The Valkyries opened a sizzling path in the olive-green kelp forest as we zigged and zagged our way through an underwater maze of jungle.

Following our trail, the Miocene monster stalked us like a hungry tiger.

Glancing at my sonar screen, I saw where Ben was headed and nodded tersely.

Fifty yards… thirty …

The giant caiman’s frightening head, as big as a tractor trailer, closed on our aft monitor.

Twenty yards… ten…!

We swerved to starboard, and the creature turned with us, its head rolling sideways as its jaws widened—

Crunch!

The Purussaurus engulfed the dead juvenile sea cow, along with the two whitetip sharks that were feeding upon its gushing remains. The giant croc slowed to swallow its meal, circling its kill zone lest another challenger enter.

Ben laid back in his seat, sweat pouring down his face. “Take over, Zach. Shut down the lasers. Keep us heading west. Ming… I deserve a bonus.”

The Chinese beauty leaned over her console and kissed his forehead.

I engaged the controls and shut down the Valkyries, my eyes catching the air supply gauge as it inched below seven hours.

* * *

We were down to five hours and twenty-two minutes when Ming and I heard the faint sound of rushing water over our headphones.

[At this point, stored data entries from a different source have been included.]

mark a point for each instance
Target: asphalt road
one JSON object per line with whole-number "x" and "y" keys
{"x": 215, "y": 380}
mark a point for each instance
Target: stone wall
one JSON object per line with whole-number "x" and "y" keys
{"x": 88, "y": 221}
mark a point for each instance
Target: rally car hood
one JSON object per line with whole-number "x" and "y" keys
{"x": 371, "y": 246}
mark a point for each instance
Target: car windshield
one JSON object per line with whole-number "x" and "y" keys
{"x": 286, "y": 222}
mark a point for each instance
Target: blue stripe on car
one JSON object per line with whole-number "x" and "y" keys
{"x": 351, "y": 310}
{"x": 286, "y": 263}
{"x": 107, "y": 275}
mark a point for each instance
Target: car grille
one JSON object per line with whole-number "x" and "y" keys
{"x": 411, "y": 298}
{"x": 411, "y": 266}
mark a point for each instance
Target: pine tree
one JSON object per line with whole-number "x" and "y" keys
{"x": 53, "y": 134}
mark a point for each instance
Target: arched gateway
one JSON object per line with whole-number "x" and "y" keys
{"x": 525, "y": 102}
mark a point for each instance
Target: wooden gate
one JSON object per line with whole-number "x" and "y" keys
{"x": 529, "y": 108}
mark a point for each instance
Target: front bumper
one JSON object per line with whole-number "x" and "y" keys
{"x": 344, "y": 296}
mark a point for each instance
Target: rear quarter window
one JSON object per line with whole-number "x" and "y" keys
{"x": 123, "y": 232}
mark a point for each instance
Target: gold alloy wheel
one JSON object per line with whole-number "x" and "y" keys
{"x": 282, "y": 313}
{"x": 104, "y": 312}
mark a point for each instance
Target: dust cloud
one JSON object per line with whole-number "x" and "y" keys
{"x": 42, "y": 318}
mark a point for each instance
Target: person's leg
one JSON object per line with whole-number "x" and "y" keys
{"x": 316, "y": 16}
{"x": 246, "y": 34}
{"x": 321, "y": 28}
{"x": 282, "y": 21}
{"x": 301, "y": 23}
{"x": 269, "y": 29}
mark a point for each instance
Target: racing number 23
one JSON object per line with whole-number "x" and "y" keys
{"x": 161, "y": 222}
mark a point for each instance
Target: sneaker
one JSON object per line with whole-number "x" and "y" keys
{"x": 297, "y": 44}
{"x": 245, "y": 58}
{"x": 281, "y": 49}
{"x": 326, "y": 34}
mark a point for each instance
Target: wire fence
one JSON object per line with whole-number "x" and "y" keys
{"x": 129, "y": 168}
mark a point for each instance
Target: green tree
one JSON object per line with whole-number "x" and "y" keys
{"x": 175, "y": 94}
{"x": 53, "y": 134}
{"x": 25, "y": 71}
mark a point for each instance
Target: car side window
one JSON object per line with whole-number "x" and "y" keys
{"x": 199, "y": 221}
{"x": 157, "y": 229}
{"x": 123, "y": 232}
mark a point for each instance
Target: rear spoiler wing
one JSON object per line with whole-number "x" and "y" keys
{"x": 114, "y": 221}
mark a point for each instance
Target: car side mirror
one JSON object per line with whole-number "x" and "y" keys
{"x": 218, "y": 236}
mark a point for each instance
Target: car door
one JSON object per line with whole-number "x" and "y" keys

Sonar tracked the sound to the west where a channel of current appeared to be rushing inland. The surface above us had no vegetation, the waves far too violent to allow anything to accumulate.

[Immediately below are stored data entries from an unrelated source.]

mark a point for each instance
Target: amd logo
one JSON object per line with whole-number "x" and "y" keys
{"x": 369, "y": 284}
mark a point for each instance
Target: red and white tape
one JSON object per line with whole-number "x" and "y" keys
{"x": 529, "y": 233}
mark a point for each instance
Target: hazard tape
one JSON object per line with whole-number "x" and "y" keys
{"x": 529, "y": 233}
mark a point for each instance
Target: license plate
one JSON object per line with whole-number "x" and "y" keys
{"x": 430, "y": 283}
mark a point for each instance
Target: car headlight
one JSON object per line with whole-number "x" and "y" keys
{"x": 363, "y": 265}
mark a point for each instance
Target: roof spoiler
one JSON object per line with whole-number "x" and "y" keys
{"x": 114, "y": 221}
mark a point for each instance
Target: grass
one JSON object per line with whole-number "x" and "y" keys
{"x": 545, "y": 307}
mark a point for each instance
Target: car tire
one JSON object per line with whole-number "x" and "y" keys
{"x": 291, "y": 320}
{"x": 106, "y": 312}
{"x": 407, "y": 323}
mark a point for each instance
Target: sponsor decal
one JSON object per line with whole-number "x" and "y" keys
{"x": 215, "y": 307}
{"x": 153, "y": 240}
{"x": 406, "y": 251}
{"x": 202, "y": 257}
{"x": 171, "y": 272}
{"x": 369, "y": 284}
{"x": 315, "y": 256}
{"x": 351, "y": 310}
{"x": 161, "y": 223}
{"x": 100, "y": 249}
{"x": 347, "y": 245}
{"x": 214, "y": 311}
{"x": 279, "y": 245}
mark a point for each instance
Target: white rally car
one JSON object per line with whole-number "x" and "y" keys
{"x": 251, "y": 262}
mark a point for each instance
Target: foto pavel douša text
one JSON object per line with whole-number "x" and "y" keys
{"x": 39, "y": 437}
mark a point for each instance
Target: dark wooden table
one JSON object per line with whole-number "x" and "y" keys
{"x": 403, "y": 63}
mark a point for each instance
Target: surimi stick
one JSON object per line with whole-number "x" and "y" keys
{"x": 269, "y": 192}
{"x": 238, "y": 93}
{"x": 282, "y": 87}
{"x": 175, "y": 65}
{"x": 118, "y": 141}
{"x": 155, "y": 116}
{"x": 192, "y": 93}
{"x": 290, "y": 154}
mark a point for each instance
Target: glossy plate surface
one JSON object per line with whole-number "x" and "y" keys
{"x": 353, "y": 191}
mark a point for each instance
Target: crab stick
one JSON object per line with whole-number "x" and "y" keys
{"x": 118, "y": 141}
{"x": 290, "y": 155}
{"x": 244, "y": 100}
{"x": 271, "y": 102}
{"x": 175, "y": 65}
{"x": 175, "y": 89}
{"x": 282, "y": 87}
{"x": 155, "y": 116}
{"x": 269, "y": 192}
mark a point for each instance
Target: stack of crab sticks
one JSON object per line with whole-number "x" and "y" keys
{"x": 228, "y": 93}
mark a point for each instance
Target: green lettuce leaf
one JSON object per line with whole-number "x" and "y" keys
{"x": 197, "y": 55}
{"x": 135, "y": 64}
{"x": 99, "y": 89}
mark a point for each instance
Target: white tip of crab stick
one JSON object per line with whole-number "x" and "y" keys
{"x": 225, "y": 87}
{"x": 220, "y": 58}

I roused Ben from his sleep. “We found something, a channel running inland. If the river cuts across the plateau it could empty into the northern basin.”

“What happens if it strands us in the shallows and we beach? You want to be the one who gets out and pushes?”

Ming interjected, her tone soothing. “Ben, we have followed the plateau for twenty miles. From the satellite images we know the rise is at least thirty miles wide. Perhaps there is another inlet somewhere, but if we do not begin crossing the plateau soon we will run out of air.”

The pilot nodded. “I’ll take the conn. Zach on sonar. Once we move into the channel, I want you to go active to gauge the depth. If it seems deep enough we’ll give it a shot. If not, we head back and continue the search. Agreed?”